The stone tools unearthed at the Jebel Faya site about 50km from the Persian Gulf suggests another possible migratory route across the Bab al-Mandab strait, a tract of open water which separates the Red Sea from the Arabian Ocean and the Horn of Africa from the Arabian Peninsula.

The scientists behind the study said that at the time of the migration, about 125,000 years ago, sea levels would have been low enough for people to make the crossing by foot or with simple rafts or boats. They also suggest that the waterless Nejd plateau of southern Arabia, which would have posed another barrier to migration, was in fact at that time covered in lakes and lush, game-filled vegetation.

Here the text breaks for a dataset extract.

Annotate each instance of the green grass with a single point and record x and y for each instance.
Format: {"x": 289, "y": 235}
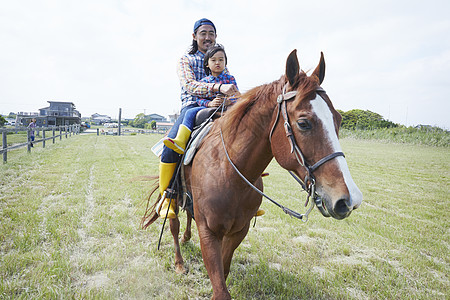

"By 130,000 years ago, sea level was still about 100 metres lower than at present while the Nejd plateau was already passable. There was a brief period where modern humans may have been able to use the direct route from East Africa to Jebel Faya," said Professor Adrian Parker of Oxford Brookes University, who was part of the research team.

Once humans had crossed into southern Arabia, they would have enjoyed the benefits of a land rich in gazelle and, with little competition, the migrant community could have quickly expanded to become an important secondary centre for population growth, which later migrated across the Persian Gulf to India and the rest of Asia, the scientists suggest.

Simon Armitage of Royal Holloway, University of London, the lead author of the study published in the journal Science, said that discovering the dates of the stone tools was the key piece of evidence suggesting there was a much earlier migration out of Africa than previously supposed. "Archaeology without ages is like a jigsaw with the interlocking edges removed – you have lots of individual pieces of information but you can't fit them together to produce the big picture," Dr Armitage said.

"At Jebel Faya, the ages reveal a fascinating picture in which modern humans migrated out of Africa much earlier than previously thought, helped by global fluctuations in sea level and the climate change in the Arabian Peninsula."

The stone "tool kit" found at Jebel Faya includes relatively primitive hand axes and a collection of stone scrapers and perforators. The scientists said the tools resemble artifacts found in eastern Africa and their primitive nature suggests that migration did not depend on the invention of more complex tools.

"These anatomically modern humans, like you and me, had evolved in Africa about 200,000 years ago and subsequently populated the rest of the world. Our findings should stimulate a re-evaluation of the means by which we modern humans became a global species," Dr Armitage said.

However, not all scientist are convinced. Paul Mellars of Cambridge University told Science: "I'm totally unpersuaded. There's not a scrap of evidence here that these were made by modern humans, nor that they came from Africa."